Fifteen years ago, churches began to work together to bless our city. These churches from different denominations—calling themselves TrueCity--gathered to worship together, listen to and learn from one another, and to imagine a better future for our struggling town. And, most importantly, they resolved to do something about it. In nearly abandoned neighborhoods that couldn’t see hope through the fog of poverty, Churches led the way in collaboration. Students followed suit, gathering several times a year to worship together and serve those in need, and nearly five years ago representatives from 35 churches gathered around a group of worship leaders from that event to send them out into the world to unite Christians and churches in worship and mission. That band was The City Harmonic, and it has been a joy to take that torch with us all around the world.

Today, Hamilton has experienced an incredible transformation and the once decayed downtown is booming amidst urban renewal and cultural revival. Churches are growing and, in many cases, doubling in size. We’ve still got a long way to go, but our hometown has become a place characterized by hope, not desperation.

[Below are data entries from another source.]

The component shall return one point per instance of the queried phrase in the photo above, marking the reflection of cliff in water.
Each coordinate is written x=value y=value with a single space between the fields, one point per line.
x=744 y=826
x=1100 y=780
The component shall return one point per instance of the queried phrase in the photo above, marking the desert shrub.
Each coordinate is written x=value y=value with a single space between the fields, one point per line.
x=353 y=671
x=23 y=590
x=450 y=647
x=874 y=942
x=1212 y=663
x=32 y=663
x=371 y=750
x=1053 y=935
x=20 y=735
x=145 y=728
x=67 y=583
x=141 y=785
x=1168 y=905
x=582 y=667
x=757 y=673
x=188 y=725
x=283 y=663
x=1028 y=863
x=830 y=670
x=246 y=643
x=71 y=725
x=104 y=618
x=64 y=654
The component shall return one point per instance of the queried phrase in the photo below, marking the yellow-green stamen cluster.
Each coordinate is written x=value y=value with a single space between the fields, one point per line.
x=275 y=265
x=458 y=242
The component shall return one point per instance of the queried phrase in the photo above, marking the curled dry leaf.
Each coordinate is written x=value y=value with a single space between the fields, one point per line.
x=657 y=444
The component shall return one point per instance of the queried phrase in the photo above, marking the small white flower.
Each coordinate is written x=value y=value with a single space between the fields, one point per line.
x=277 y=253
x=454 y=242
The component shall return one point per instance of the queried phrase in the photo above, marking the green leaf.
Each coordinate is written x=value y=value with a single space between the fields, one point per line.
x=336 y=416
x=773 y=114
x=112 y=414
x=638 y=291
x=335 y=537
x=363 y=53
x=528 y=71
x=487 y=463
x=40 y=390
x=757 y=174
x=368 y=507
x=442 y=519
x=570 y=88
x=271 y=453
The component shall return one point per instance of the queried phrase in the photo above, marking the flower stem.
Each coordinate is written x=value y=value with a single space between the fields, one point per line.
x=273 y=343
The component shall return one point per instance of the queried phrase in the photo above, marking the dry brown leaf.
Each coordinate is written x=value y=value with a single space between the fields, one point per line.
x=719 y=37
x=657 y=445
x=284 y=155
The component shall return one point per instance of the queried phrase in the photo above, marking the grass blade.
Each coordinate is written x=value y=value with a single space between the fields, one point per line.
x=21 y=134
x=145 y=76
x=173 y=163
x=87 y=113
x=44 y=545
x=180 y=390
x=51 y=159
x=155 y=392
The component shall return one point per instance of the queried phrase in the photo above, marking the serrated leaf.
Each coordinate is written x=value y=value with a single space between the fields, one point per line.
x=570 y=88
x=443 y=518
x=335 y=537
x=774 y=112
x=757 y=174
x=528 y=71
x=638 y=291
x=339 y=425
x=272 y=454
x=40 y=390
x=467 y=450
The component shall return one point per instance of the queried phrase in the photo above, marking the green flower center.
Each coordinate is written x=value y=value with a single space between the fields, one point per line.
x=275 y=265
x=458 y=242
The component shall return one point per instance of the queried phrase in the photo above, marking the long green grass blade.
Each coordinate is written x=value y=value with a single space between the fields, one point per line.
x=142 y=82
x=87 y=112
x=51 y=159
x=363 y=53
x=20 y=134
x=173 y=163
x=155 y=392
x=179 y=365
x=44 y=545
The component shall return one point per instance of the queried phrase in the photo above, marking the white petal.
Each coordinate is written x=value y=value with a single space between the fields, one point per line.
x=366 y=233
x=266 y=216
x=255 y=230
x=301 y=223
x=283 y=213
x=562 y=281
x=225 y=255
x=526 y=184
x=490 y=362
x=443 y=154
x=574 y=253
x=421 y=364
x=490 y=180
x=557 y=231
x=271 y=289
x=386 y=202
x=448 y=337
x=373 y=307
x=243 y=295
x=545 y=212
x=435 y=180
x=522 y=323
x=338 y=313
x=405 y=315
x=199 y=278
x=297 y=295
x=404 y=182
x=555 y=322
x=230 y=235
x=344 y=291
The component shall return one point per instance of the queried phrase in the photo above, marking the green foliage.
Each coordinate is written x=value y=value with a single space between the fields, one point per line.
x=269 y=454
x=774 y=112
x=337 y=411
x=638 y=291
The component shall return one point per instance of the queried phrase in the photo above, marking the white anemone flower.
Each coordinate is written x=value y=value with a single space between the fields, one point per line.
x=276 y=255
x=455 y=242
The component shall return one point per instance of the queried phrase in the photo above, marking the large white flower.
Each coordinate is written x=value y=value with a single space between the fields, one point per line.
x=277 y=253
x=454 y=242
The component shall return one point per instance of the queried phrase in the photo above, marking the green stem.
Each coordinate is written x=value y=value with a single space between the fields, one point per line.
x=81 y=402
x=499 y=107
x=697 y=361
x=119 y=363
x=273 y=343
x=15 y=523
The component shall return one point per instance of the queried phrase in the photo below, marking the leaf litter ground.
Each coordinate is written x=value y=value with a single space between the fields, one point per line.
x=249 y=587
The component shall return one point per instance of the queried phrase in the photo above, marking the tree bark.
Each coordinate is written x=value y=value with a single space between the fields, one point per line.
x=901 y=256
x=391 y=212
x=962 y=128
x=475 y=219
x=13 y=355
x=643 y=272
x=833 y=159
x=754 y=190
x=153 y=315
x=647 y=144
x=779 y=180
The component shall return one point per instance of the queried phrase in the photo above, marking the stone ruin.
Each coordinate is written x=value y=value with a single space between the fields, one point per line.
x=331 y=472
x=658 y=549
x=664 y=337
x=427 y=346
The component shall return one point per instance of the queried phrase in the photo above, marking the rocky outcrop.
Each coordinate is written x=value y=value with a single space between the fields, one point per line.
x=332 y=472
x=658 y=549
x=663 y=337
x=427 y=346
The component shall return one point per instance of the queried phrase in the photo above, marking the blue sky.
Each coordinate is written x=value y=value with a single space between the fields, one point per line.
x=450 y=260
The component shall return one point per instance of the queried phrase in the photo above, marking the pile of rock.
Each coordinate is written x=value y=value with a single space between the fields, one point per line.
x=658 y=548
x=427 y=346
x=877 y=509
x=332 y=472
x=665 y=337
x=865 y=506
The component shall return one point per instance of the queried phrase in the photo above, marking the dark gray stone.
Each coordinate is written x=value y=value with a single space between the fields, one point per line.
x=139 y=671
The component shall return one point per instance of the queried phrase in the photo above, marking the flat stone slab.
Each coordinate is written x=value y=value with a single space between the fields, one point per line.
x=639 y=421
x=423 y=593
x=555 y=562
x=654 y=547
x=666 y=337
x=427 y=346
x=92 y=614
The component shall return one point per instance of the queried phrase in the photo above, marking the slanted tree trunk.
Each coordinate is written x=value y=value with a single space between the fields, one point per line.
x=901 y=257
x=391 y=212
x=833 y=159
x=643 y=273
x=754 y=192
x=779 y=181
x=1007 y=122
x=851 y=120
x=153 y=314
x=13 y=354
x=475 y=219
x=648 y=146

If there’s one thing I’ve learned from being a part of this movement is that it would be a tragedy to wait until we agree on everything before being willing to do something together as the Church for the good of our communities. This isn’t to say that our theology or traditions are irrelevant, but rather that we must hold them humbly. Christian Orthodoxy, particularly that found in our creeds, is a much broader brush than most of us would want to admit, and I think it is essential that we recognize that we’re all trying to figure it out, and it has been this way for nearly 2,000 years.

But here’s the incredible part, and it’s incredible whether we’re talking about the people in the pews on our Sunday mornings or the churches we try to rally together… we don’t unite the Church, Jesus does. Meaning, if we are in Christ, we are One. Jesus has made us family.

Every time we gather to worship in our churches, we must remember that our unity is found not only in our common beliefs, but in the person of Jesus. Salvation and reconciliation come not just from a good idea that we happen to agree with, but from an ever merciful, flesh-and-blood man from a town from which nobody believed good things could come. This man was crucified and died only to return and ascend to rule as Lord, promising future hope and the eventual redemption of all things. This man was fully man and fully God. Belief in the Trinity is essential to the Christian faith, in part, because it is the best explanation for the historical event of Jesus’ death and resurrection. Essentially we believe that God, who exists throughout all of our story and Scripture in three distinct persons, is still One. He says so himself!

Incredibly, Jesus’ prayer for us found in John 17:22-23 reveals that his desire is that we, his followers, would be “One As We Are One.” It is a prayer for unity in the Church. And then, by the cross and empty tomb, He made it possible.

In Jesus, our divided lives can become whole as we learn to love Him with our whole bodies, our souls and our minds. In Jesus, if we’re willing to be changed, our divided neighborhoods can taste reconciliation and justice. In Jesus, there is a unity that goes beyond our alliances of convenience, and is born of radical and loving grace. For the sake of the world, the very same world that God loves so much that He gave Himself for it, let’s strive to stand shoulder-to-shoulder as the family that we already are.

Believers of different backgrounds, races, struggles but one Church. Churches of different denominations, traditions, cultures, but one Bride. Make us One.